His wrestlers are bound for Cornell, North Carolina State, Nebraska, Michigan and Oregon State. Cormier has made it his personal mission to ensure as many Gilroy kids as possible follow in his footsteps.
“Now, they’re getting NIL money, so they’re changing their futures for themselves and their families,” Cormier said. “And that’s what means the most to me, because somebody took a chance. My coach did it for me. So I just want to give back what I got, because it changed my life.”
Cormier, a native of Lafayette, Louisiana, won three state titles in high school wrestling, then captured two junior college national championships at Colby Community College in Kansas.
Only then did he transfer to Oklahoma State. So he’s familiar with the road less traveled.
It’s a practice he’s utilized with his high school pupils as well. In February 2020, Cormier sent eight of his Gilroy youth wrestlers to train with top club athletes in Dagestan, an isolated Russian republic located in the North Caucasus Mountains along the Caspian Sea.
Six of those wrestlers — Elijah Cortez, Isaiah Cortez, Travis Grace, Moses Mendoza, Juan Carlos Puga and Daniel Zepeda — won individual section championships last Saturday at the CCS meet.
“My kids are committed, man,” Cormier said.

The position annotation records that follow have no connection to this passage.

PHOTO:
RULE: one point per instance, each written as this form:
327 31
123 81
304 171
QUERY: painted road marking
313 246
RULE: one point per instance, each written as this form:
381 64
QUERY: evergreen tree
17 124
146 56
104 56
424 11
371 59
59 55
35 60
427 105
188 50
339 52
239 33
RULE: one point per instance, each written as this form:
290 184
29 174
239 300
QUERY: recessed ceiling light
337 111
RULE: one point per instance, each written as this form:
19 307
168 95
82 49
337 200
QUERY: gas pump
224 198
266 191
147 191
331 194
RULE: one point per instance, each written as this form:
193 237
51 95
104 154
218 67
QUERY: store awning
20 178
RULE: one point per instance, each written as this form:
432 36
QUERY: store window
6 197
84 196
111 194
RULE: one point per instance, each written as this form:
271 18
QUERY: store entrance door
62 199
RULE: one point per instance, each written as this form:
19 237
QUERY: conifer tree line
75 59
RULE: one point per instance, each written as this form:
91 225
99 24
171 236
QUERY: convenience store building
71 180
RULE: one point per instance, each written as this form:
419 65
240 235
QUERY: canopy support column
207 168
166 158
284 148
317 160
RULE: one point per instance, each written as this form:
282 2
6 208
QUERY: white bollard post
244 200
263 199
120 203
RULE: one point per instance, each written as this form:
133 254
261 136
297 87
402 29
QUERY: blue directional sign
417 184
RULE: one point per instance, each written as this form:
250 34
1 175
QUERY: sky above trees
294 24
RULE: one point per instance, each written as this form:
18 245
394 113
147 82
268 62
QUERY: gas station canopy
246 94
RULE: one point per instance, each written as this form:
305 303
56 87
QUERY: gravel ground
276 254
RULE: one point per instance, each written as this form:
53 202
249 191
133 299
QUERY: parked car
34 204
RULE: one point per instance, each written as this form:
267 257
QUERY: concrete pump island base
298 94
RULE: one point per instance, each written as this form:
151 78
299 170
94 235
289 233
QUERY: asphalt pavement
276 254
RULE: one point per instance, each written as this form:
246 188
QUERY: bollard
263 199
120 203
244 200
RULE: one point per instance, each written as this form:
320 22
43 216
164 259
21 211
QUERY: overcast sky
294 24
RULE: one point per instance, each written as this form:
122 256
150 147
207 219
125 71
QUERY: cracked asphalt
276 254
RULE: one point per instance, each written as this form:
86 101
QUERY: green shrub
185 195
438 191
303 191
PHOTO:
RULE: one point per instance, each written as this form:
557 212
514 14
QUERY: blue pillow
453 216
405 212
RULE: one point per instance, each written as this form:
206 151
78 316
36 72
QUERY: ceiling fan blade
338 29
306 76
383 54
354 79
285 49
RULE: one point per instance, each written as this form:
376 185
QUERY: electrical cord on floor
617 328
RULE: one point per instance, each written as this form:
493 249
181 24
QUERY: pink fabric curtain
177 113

With school out last week, the team traveled to Las Vegas to train at the UFC Performance Institute. The parents paid for the flights, according to Cormier.
“My team spent three days at the UFC PI with rehab, training and using the recovery facilities,” Cormier said. “The UFC is helping these kids because they believe that they can go and try to win a team state championship. So this is an important week for us.”
Cormier’s wrestlers believe the experience at Gilroy is second to none, and they say the intense training will pay off this weekend.
“Whenever he is in the room, he comes in raring to go,” said senior Isaiah Cortez, who won a state title in 2023 and is now ranked third at 126 pounds. “He has a good game plan coming into each and every practice. Knowing the intensity that he brings into practice, that makes him that one step, one level better than everyone else within the state.”
Cormier is also involved with Gilroy’s girls wrestling program. He credits the emergence of female athletes in the MMA world for inspiring girls to join high school wrestling teams and continue to build the sport.
“It’s unbelievable,” Cormier said. “And I believe Ronda Rousey, in her ascension in the world of mixed martial arts, helped these young women know grappling is the best base for mixed martial arts. If you want to be a fighter, or have any idea that you’d like to try, you’ve got to start wrestling. And with all these young women, wrestling’s the fastest-growing sport in the world right now. And that’s important.”
It’s all important for Cormier, even though it doesn’t have to be. He’s set for life after earning more than $10 million in prize money, according to MMA Salaries. But he wouldn’t be fulfilled without everything he does with his Gilroy program.
Now, he and his charges are chasing a state title, something that has been a north star for the storied Gilroy program. As a team, the Mustangs finished second in 2008, 2018 and 2019 and third in 2023 and 2024.
They begin their quest for the program’s first state team title today at the CIF state tournament in Bakersfield, and this season’s journey will conclude with the finals on Saturday.
“Some things have to fall our way, I think, to win the team state title,” Cormier said. “I don’t know, because I’ve never won one. But I coached at Oklahoma State and won four national championships. You’ve got to catch some breaks, right? It’s not just what you do. You have to take care of the business that you’re supposed to, and it helps some things fall in line for you.”
Whether that day comes this year or in the more distant future, Cormier will keep grinding toward that goal. It’s all he knows.
“I love it, man,” Cormier said. “If you stop moving, you die. That’s what I believe.”